Helpful Visual & Conceptual Tips

  • Visualizing Stretch/Shrink: Imagine pulling points away from or pushing them toward the x–axis.

  • Slope-Intercept Reminder: For linear y=mx+b, m is slope, b = y-intercept.

  • Ordered-Pair Check: To test if (a,b) lies on f, substitute: f(a)=b?

  • Intercepts: x–intercept ⇒ set y=0; y–intercept ⇒ set x=0.

Connections to Earlier Topics

  • Domain / Range review (previously studied).

  • Scatter plots used for visual pattern recognition.

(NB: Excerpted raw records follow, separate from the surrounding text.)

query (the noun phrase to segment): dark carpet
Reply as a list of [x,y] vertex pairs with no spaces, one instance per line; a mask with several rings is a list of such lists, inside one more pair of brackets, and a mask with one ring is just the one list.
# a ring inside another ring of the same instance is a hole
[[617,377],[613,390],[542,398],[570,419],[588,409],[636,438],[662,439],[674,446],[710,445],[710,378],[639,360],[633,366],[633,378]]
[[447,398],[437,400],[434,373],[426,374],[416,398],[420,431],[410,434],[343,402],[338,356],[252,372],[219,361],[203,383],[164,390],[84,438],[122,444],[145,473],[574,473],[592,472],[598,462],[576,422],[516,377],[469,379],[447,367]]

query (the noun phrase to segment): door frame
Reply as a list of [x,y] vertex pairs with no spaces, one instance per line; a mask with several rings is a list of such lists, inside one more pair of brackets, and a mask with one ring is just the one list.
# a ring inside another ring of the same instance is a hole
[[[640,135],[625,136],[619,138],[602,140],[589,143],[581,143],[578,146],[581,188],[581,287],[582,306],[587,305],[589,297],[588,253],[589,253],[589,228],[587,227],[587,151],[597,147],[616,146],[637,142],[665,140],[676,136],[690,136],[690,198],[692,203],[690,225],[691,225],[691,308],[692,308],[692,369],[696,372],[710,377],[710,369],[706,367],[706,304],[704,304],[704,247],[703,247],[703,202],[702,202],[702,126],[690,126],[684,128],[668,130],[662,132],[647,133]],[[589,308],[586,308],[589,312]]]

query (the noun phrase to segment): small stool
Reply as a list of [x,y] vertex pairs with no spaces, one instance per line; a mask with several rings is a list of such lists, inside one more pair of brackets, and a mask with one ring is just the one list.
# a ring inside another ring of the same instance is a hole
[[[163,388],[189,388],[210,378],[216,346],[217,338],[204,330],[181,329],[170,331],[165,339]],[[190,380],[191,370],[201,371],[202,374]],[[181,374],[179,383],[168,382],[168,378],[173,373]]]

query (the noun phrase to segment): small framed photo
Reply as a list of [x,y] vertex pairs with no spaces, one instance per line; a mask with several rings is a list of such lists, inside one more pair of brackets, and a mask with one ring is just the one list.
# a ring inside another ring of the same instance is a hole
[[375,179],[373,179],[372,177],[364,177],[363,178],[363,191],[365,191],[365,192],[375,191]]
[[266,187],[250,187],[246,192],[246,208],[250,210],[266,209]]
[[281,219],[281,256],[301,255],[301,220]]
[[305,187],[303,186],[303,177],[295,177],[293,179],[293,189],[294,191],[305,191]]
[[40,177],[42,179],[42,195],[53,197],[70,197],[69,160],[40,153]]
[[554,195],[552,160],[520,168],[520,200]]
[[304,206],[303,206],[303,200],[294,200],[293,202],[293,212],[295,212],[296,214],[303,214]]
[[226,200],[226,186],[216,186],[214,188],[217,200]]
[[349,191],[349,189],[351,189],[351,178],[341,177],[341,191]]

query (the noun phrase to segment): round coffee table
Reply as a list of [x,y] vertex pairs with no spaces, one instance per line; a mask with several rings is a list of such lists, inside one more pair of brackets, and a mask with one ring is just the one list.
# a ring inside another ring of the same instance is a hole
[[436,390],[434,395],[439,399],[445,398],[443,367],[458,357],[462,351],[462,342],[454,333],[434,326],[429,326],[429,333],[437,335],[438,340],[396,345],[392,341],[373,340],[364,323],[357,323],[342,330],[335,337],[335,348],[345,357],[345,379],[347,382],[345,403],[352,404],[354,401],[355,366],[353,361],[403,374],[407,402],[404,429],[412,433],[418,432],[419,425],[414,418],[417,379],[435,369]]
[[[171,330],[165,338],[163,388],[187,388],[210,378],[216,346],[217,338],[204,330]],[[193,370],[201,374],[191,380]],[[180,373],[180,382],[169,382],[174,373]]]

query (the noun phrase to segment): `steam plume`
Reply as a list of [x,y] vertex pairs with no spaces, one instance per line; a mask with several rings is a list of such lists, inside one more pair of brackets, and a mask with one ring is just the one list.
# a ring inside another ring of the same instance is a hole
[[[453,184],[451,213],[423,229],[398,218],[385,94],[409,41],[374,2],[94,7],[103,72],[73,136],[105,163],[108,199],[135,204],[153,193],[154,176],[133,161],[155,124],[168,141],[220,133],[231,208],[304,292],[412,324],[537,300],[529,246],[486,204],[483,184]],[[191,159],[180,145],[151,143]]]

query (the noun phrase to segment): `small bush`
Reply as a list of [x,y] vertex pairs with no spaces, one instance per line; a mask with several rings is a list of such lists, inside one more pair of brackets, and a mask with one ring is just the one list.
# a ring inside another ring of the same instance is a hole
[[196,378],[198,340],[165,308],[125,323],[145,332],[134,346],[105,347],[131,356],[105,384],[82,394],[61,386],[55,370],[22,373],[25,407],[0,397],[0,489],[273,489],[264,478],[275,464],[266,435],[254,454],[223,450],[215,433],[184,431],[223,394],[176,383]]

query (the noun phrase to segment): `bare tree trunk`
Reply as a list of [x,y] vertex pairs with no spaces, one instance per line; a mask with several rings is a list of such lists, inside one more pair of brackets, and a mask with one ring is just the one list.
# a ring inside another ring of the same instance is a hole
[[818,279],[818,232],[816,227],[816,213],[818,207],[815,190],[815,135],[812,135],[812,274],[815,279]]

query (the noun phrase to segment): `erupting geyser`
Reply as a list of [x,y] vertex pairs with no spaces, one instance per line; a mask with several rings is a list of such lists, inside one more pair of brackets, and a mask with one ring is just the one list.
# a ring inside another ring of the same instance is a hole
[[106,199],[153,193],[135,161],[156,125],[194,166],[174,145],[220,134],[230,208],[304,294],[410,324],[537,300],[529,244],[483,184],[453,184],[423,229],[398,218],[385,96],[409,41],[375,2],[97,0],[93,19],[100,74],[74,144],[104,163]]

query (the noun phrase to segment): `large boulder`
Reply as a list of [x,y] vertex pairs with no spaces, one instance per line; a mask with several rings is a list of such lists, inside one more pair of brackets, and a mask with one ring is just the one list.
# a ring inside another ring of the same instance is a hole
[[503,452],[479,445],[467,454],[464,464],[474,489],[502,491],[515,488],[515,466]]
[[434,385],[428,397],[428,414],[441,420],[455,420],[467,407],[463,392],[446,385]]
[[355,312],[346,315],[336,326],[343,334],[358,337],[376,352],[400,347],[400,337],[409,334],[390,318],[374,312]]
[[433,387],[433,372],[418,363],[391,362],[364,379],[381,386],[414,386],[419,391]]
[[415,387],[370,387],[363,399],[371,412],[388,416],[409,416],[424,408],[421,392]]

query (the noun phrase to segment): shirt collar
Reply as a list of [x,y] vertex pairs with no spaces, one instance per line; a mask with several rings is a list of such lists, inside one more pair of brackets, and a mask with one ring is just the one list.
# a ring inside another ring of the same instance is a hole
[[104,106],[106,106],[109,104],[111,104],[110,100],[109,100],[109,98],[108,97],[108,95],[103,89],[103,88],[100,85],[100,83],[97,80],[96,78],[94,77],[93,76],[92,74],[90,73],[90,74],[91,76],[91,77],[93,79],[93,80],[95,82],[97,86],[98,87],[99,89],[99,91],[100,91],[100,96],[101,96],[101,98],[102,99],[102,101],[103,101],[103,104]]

  • Slope concepts reappear in the context of linear parent.

Ethical / Practical Implications Discussed

  • None explicitly; focus is procedural fluency & graph interpretation.

Numerical & Algebraic References Captured

  • Temperature model: starts 43^\circ!F at 8 a.m.; increases 2^\circ!F each hour for 7 h (linear).

  • Car value: f(x)=10{,}000-250x^2 (quadratic depreciation).

  • Basketball shot: f(t)=-16t^2+32t+5.2 (vertical motion under gravity).

  • Chainsaw fuel data: y decreases linearly from 15 oz to 0 oz; empty at x=50 min.

Quick Reference – Identifying Transformation Types

Form

Transformation

f(x)+k

up/down by k

f(x-h)

right/left by h

-f(x)

reflect in x–axis

f(-x)

reflect in y–axis

k\,f(x),\;k>1

vertical stretch

k\,f(x),\;0<k<1

vertical shrink

Use these templates to decode any function’s graph quickly.